Zhang, L., Orban, M., Lorenz, M., Barocke, V., Braun, D., Urtz, N., et al. (2012). A novel role of sphingosine 1-phosphate receptor S1pr1 in mouse thrombopoiesis. JOURNAL OF EXPERIMENTAL MEDICINE, 209(12), 2165-2181. doi:10.1084/jem.20121090.


Cite as: http://hdl.handle.net/11858/00-001M-0000-000E-7A21-B
Abstract
Millions of platelets are produced each hour by bone marrow (BM) megakaryocytes (MKs).
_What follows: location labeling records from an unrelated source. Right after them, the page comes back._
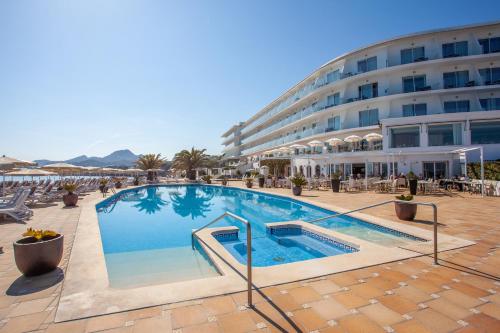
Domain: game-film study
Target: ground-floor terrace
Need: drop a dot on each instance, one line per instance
(461, 294)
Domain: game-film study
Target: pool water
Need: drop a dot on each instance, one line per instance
(146, 232)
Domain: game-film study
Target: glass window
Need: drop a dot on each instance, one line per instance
(457, 49)
(368, 117)
(367, 65)
(410, 110)
(489, 104)
(490, 45)
(455, 79)
(333, 100)
(485, 132)
(333, 76)
(402, 137)
(490, 75)
(445, 135)
(456, 106)
(413, 83)
(412, 55)
(369, 90)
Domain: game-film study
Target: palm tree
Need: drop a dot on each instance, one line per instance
(190, 160)
(150, 161)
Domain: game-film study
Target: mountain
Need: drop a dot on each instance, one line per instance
(118, 158)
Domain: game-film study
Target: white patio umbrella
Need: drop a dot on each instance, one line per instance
(373, 137)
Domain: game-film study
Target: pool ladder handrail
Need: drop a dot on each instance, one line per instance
(249, 247)
(430, 204)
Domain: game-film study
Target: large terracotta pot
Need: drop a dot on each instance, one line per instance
(405, 211)
(70, 199)
(297, 190)
(35, 258)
MKs extend transendothelial proplatelet (PP) extensions into BM sinusoids and shed new platelets into the blood. The mechanisms that control platelet generation remain incompletely understood. Using conditional mutants and intravital multiphoton microscopy, we show here that the lipid mediator sphingosine 1-phosphate (S1P) serves as a critical directional cue guiding the elongation of megakaryocytic PP extensions from the interstitium into BM sinusoids and triggering the subsequent shedding of PPs into the blood. Correspondingly, mice lacking the S1P receptor S1pr1 develop severe thrombocytopenia caused by both formation of aberrant extravascular PPs and defective intravascular PP shedding. In contrast, activation of S1pr1 signaling leads to the prompt release of new platelets into the circulating blood. Collectively, our findings uncover a novel function of the S1P-S1pr1 axis as master regulator of efficient thrombopoiesis and might raise new therapeutic options for patients with thrombocytopenia.